How could the rescue operation have been so misguided? Perhaps one clue is David Lipton's own description of his prior experience:

Working with Jeff Sachs, we did what graduate students do: we built a mathematical model, fancy for its time (with two countries, fully maximizing, infinite horizon, rational expectations, etc.). 

After this, he worked with the IMF on the Latin American crises of the 1980s, and with Jeff Sachs on Poland (usually regarded as a successful, if painful, transition from a command economy to one based on markets). He observed Mexico during its 1994 crisis, where excessive capital inflows were the core problem. Thus there is no excuse for missing their key role in Asia three years later. But none of this fitted the textbook model of capital flows, where:

Everyone gains: the poor country experiences a boom and living standards converge upward. Even the rich country gets richer as investors reap returns to capital higher than any available at home.

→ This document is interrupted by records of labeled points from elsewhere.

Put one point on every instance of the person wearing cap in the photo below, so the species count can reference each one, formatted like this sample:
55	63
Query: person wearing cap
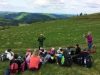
40	40
10	54
81	55
89	40
46	58
35	63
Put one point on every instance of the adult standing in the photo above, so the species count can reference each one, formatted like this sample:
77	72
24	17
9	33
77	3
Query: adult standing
89	40
40	40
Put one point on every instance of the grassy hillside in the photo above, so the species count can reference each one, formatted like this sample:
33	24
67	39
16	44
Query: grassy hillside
58	33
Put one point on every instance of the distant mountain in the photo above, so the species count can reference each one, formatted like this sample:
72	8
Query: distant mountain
25	17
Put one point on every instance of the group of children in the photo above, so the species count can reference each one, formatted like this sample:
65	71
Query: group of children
34	61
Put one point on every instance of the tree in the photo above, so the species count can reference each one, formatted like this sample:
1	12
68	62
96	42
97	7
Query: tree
81	14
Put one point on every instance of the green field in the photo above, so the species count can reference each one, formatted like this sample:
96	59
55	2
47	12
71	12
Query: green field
58	33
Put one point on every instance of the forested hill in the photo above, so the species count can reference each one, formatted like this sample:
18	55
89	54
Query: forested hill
8	22
25	17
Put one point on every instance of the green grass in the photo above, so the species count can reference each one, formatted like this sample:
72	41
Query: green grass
58	33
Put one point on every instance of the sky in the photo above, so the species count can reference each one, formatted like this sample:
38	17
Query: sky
51	6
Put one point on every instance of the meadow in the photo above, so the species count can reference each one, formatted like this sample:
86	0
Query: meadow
58	33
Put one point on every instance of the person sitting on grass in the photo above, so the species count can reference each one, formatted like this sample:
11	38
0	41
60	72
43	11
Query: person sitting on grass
35	63
10	54
17	62
78	49
27	56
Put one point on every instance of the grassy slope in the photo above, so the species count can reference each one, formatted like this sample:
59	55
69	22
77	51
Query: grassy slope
58	33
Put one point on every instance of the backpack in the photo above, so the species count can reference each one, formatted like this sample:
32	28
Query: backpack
23	66
3	57
92	51
66	60
14	66
88	61
7	71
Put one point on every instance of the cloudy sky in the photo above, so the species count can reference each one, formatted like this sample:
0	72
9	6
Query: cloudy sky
51	6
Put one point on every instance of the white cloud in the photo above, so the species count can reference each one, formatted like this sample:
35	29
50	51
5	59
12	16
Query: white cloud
3	3
54	6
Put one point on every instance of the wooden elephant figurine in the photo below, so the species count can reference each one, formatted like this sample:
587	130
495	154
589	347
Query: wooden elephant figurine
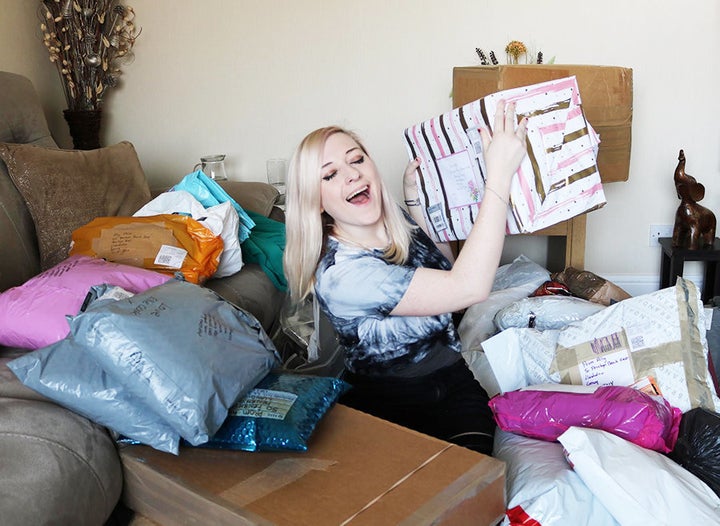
694	224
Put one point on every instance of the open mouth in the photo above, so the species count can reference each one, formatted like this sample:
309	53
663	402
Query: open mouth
360	196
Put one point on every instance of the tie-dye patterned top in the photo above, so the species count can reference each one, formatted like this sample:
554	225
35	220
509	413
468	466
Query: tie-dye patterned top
357	289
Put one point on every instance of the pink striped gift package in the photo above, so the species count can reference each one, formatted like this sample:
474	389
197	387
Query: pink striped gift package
557	180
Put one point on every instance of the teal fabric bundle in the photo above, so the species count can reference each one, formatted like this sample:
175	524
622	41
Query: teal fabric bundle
265	246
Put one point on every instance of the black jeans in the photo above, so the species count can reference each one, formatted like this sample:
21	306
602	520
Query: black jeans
448	404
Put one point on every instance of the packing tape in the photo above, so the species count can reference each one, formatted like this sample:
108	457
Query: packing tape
277	475
403	479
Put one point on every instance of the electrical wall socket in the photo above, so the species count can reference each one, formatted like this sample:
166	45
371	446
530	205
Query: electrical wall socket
658	231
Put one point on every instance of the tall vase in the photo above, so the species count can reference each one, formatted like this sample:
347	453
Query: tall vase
84	128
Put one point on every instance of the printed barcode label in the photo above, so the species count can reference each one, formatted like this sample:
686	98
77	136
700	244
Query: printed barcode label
437	217
171	257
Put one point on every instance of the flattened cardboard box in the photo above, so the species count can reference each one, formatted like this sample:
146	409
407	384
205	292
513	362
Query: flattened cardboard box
607	94
358	470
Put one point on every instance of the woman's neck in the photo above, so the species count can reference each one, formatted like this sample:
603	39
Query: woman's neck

The operational lesson he learned from the IMF, Jeff Sachs, and Poland was to see economic reform as a matter of revolutionary change ('shock therapy'); to swiftly impose market-based systems and slash the role of state ownership. The failure, as usual, was with Douglass North's 'institutions'; the absence of deeply embedded norms of behaviour which are necessary for markets to work well. Like many IMF staff, he was well-equipped in book learning, but the practical application was distorted by preconceptions about how well markets (particularly financial markets) would work in these environments. The neoliberal agenda guided policy. 

Belatedly, lessons were learned, but only through experiencing crisis at home a decade after the Asian Crisis. The lessons of 1997-98 were seen as applicable only to developing economies. The response to the 2008 crisis could hardly have been more different: interest rates were lowered dramatically; fiscal policy was eased (at least initially); and financial institutions were shored up with massive government funding. 

Larry Summers gives David Lipton credit for shifting the IMF to a more accommodating attitude to fiscal consolidation during the recovery from the 2008 crisis. The IMF has also shifted rhetoric on capital flow management, even if it's hard to see evidence of an operational shift. There is a long way to go. Most relevant to crises such as Greece, adequate sovereign debt restructure seems as distant as ever.

The enduring legacy of the 1997-98 Asian crisis is that Asian policy-makers are adamant they will never again ask for IMF assistance, preferring inefficient self-insurance in the form of current account surpluses and large foreign exchange reserves to the risk of finding themselves once again subject to IMF policy strictures.